The MMP-2/TIMP-2 System in Alzheimer Disease
Hongyue Wang, Longjian Huang, Lei Wu, Jiaqi Lan, Xinhong Feng, Pingping Li, Ying Peng
Abstract
Alzheimer Disease (AD) is the most prevalent type of dementia. Pathological changes in the AD brain include Amyloid β-protein (Aβ) plaques and Neurofibrillary Tangles (NFTs), as well as extensive neuronal and synaptic loss. Matrix Metalloproteinase-2 (MMP-2) is a neutral, zinc-dependent protease that primarily targets extracellular matrix proteins. MMP-2 activity is strictly controlled, and its dysregulation has been implicated in a variety of pathologies, including AD. In this brief review, we discussed the contributions of dysregulated MMP-2 activity and an imbalanced interaction between MMP-2 and its endogenous inhibitor, Tissue Inhibitors of Metalloproteinase-2 (TIMP-2), to AD. We also described the underlying mechanisms of the effects of MMP-2/TIMP-2, both beneficial and detrimental, on AD, including: (1) MMP-2 directly degrades Aβ resulting in the clearance of Aβ deposits.
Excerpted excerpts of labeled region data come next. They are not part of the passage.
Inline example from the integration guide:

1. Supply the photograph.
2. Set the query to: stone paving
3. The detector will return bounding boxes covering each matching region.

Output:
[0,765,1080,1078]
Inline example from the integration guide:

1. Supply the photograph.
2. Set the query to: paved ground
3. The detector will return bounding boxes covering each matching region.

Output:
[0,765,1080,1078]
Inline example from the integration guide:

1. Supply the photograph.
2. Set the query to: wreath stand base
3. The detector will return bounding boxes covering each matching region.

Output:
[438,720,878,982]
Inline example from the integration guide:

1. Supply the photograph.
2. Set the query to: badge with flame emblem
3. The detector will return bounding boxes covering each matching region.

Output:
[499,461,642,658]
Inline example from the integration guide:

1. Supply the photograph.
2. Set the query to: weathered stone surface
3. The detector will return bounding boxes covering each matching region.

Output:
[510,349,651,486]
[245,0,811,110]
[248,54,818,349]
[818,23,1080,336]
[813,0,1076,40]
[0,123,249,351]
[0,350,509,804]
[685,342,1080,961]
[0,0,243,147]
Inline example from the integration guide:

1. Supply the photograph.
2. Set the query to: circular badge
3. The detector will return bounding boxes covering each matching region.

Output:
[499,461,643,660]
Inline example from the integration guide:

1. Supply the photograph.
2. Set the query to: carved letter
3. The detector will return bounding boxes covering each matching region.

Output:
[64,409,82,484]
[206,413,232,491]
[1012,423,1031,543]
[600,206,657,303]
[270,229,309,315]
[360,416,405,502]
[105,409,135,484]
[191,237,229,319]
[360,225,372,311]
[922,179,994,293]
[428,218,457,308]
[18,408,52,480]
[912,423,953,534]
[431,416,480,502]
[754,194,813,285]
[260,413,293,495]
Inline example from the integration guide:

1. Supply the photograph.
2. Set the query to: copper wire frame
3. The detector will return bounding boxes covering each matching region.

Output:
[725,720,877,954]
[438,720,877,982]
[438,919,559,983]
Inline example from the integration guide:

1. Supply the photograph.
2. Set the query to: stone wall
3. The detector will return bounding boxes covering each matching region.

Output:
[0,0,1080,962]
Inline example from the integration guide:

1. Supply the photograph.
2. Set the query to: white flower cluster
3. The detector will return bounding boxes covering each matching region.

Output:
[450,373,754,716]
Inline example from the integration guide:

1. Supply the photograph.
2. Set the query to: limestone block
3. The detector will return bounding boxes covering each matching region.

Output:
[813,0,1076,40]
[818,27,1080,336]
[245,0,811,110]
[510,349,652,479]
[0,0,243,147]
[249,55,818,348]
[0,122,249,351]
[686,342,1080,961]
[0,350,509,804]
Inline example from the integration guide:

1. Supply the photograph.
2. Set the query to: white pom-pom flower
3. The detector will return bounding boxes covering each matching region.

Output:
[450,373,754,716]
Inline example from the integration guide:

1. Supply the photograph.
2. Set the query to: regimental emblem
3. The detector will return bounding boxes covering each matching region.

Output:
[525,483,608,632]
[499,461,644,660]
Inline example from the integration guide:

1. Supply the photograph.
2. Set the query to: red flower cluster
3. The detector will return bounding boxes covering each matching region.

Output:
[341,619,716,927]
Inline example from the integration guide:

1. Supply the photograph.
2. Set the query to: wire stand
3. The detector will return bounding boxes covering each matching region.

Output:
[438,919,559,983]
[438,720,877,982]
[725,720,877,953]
Conversely, Aβ-induced MMP-2 may contribute to brain parenchymal destruction. (2) MMP-2 induces breakdown of BBB, and this deleterious effect could be reversed by TIMP-2. (3) MMP-2 disrupts oxidative homeostasis in AD. (4) MMP-2 has both proinflammatory/pro-angiogenetic and antiinflammatory/ anti-angiogenetic effects on AD. Besides, we discuss the clinical utility of MMP- 2/TIMP-2 as therapeutic targets for AD.